Personal information
- Full name: George Lennard Jones
- Born: 11 February 1907 Lockerbie, Dumfriesshire, Scotland
- Died: 17 June 1954 (aged 47) Aston Reynold, Shropshire, England
- Batting: Right-handed

Domestic team information
- 1937: Hampshire

Career statistics
| Competition | First-class |
| Matches | 9 |
| Runs scored | 169 |
| Batting average | 14.08 |
| 100s/50s | –/– |
| Top score | 37* |
| Catches/stumpings | 3/– |
- Source: Cricinfo, 15 January 2010

= George Jones (Hampshire cricketer) =

Scottish cricketer

George Lennard Jones (11 February 1907 — died 17 June 1954) was a Scottish first-class cricketer.

Jones was born in February 1907 at Lockerbie.
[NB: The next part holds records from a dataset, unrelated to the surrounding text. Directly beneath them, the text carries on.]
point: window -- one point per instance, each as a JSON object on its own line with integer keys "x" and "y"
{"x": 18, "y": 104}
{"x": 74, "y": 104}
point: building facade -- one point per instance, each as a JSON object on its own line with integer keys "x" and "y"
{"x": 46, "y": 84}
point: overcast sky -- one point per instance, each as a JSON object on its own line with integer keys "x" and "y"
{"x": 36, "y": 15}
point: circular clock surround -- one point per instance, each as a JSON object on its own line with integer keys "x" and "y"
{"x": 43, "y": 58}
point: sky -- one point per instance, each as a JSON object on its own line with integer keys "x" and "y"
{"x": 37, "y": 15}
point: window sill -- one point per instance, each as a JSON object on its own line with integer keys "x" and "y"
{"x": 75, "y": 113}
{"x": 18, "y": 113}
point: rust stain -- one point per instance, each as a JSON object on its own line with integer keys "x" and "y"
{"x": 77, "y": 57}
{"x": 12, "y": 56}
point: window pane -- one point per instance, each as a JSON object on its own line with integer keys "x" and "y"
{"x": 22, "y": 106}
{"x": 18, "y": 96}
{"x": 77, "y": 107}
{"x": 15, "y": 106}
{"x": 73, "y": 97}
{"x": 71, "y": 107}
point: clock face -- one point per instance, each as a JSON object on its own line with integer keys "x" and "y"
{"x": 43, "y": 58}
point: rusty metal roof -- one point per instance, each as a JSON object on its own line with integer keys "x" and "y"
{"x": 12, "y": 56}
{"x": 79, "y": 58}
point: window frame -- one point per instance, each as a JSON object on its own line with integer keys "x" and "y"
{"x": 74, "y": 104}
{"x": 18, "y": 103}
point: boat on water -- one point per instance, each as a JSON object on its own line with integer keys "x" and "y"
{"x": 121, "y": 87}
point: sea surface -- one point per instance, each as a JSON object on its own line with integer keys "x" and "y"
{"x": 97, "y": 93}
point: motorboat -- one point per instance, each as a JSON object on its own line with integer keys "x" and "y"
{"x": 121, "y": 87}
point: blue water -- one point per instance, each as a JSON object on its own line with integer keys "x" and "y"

He played national counties cricket for Dorset, making his debut against Monmouthshire in the 1925 Minor Counties Championship. He played minor counties cricket for Dorset regularly until 1927, but there after appeared intermittently until 1934, having made twenty appearances. He later played first-class cricket for Hampshire in 1937, making eight appearances as a batsman in the County Championship, in addition to playing against the touring New Zealanders at Bournemouth. In nine first-class matches, he scored 169 runs at an average of 14.08; his highest score, an unbeaten 37, came against the New Zealanders. Jones died at Aston Reynold in Shropshire in June 1954.